Let $y=a x$ and from the constraint (assuming $x>0$ $$x=\frac{k}{\sqrt{3 a^2+2 a+2}+a+1}\qquad y=\frac{ak}{\sqrt{3 a^2+2 a+2}+a+1}$$ $$x^2y=\frac{a k^3}{\left(\sqrt{3 a^2+2 a+2}+a+1\right)^3}$$ Differentiate with respect to $a$ to get $$-\frac{(2 a-1) \left(3 a+2+\sqrt{a (3 a+2)+2}\right) k^3}{\sqrt{a (3 a+2)+2} \left(a+\sqrt{a (3 a+2)+2}+1\right)^4}=0$$

So, either $a=\frac 12$ which would give $$x^2 y=\frac{4 k^3}{\left(3+\sqrt{15}\right)^3}$$ or $a=-\frac{1}{6} \left(5+\sqrt{13}\right)$ which would give $$x^2y=\frac{1}{54} \left(35-13 \sqrt{13}\right) k^3$$

Answer 3

Hint:

For convenience, turn the original constraint to a quadratic form.

$$2x^2+2xy+3y^2-(k-x-y)^2=0$$

or

$$x^2+2kx+2y^2+2ky-k^2=0.$$

Thus the equations deduced with Lagrangian multipliers are

$$\begin{cases}2xy=\lambda(2x+2k),\\x^2=\lambda(4y+2k).\end{cases}$$

By elimination,

$$2x^2+2kx-8y^2-4ky=0$$ and you need to intersect two conics.

Answer 4

$$g(x,y)=x+y+\sqrt { 2{ x }^{ 2 }+2xy+3{ y }^{ 2 } }= x+y + Q(x,y) = k \tag1$$

for the object function

$$f(x,y)=x^2y $$

By Lagrange multiplier method

$$\dfrac{g_x}{g_y}= \dfrac{f_x}{f_y} $$

$$\dfrac{2y}{x}=1+\dfrac{(4x+2y)}{2Q}=1+\dfrac{(2x+6y)}{2Q}$$ simplifying

$$Q(2y-x)= 2x^2-xy-6y^2$$

has a common factor $ (2y-x)$ to cancel

$$=(x-2y)(2x+3y)\rightarrow Q=(2x+3y)$$ Squaring $$ Q^2=4x^2+12 x y+9y^2=2x^2+10 xy+6y^2$$

simplifying to find roots of quadratic $$x^2+5 x y+3 y^2=0;\quad \dfrac{y}{x}=\dfrac{-5\pm \sqrt{13}}{6}; $$

which are a pair of straight lines.

If $(p,q)$ are these roots say $ y=px,\;y=qx\;$ Plug in the first of two roots into (1)

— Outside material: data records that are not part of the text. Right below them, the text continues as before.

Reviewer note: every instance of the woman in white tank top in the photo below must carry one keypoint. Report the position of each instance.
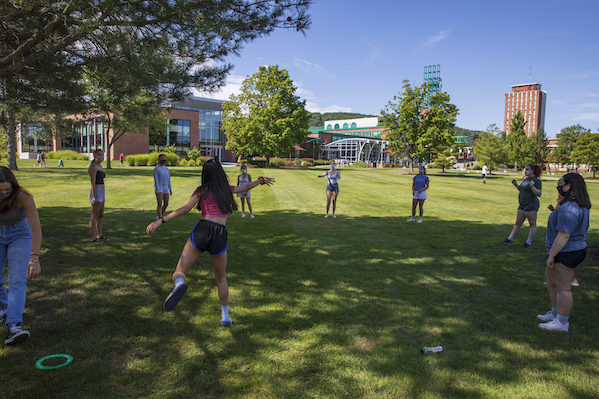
(242, 179)
(333, 177)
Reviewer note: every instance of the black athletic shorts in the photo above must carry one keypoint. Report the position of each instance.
(209, 236)
(571, 259)
(531, 206)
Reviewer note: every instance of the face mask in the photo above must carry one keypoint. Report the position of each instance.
(560, 190)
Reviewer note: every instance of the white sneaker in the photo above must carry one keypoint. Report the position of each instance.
(555, 326)
(549, 316)
(15, 335)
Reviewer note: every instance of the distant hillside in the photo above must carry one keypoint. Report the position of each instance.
(317, 119)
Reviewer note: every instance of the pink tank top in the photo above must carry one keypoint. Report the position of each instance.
(210, 207)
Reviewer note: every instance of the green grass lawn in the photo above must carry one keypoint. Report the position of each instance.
(322, 308)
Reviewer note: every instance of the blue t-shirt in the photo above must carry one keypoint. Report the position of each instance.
(420, 182)
(569, 218)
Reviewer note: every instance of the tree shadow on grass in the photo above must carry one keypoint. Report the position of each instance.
(321, 307)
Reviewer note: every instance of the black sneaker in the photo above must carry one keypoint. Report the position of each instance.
(174, 297)
(15, 335)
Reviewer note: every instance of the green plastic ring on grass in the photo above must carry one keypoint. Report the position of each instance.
(40, 366)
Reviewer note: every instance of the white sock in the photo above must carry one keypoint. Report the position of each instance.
(224, 312)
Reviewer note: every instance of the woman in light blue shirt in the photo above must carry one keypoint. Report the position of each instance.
(162, 186)
(419, 187)
(566, 248)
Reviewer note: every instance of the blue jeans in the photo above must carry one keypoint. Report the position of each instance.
(15, 244)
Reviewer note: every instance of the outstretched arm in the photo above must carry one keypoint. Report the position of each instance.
(193, 201)
(34, 268)
(261, 180)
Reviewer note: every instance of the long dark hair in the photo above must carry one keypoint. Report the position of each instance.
(6, 176)
(216, 182)
(578, 190)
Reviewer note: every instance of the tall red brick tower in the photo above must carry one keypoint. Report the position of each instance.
(529, 99)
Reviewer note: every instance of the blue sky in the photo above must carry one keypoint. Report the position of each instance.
(357, 53)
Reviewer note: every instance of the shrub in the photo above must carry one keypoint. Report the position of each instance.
(277, 162)
(172, 159)
(202, 160)
(358, 165)
(153, 158)
(142, 159)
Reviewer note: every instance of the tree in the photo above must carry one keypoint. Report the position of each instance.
(566, 140)
(266, 118)
(491, 148)
(536, 149)
(516, 140)
(586, 150)
(44, 46)
(445, 159)
(419, 125)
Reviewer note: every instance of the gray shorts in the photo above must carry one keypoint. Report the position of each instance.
(100, 194)
(162, 189)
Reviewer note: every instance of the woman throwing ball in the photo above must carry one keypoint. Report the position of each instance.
(333, 177)
(419, 187)
(214, 198)
(530, 190)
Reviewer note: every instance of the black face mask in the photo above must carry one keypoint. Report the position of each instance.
(560, 190)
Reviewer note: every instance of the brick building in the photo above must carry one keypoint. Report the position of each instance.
(192, 123)
(530, 100)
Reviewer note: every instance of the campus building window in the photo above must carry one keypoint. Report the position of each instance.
(33, 138)
(85, 137)
(178, 134)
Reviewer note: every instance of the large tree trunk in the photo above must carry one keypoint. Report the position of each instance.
(11, 157)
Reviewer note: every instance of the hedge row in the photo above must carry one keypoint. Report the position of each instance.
(151, 159)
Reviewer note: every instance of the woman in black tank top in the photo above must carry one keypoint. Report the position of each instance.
(96, 196)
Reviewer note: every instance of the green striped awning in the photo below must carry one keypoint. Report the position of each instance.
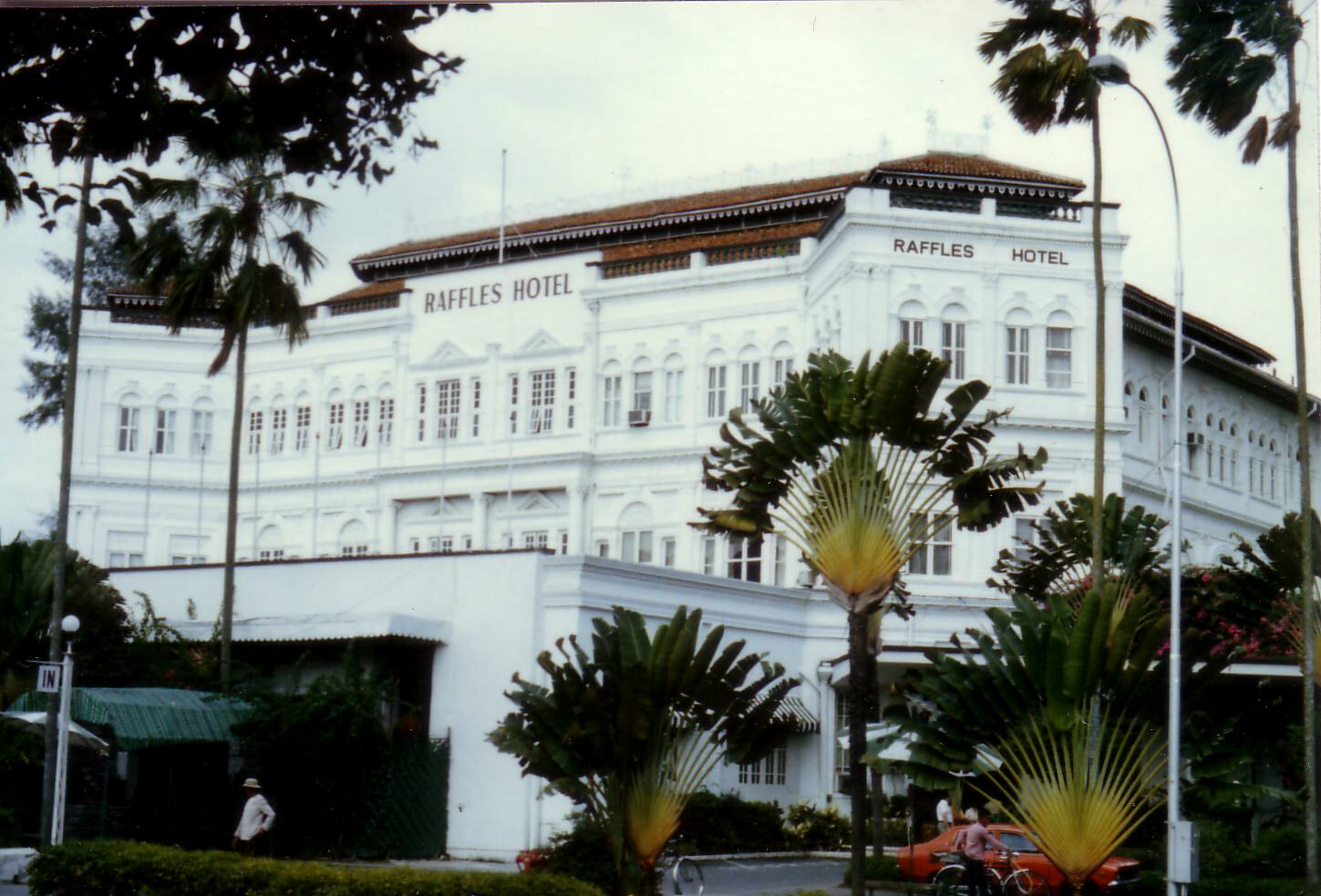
(150, 716)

$$ k = x( 1+p+ \sqrt{2+2p+3p^2}) =C x\;$$ say, then the maximum value is

$$x^2y=x^3\cdot\dfrac{y}{x}=p k^3/C^3=\dfrac{pk^3}{( 1+p+ \sqrt{2+2p+3p^2})^3}$$

where

$$p=\dfrac{\sqrt{13}-5}{6}$$

The minimum value can be found by $y=qx$ in a similar fashion.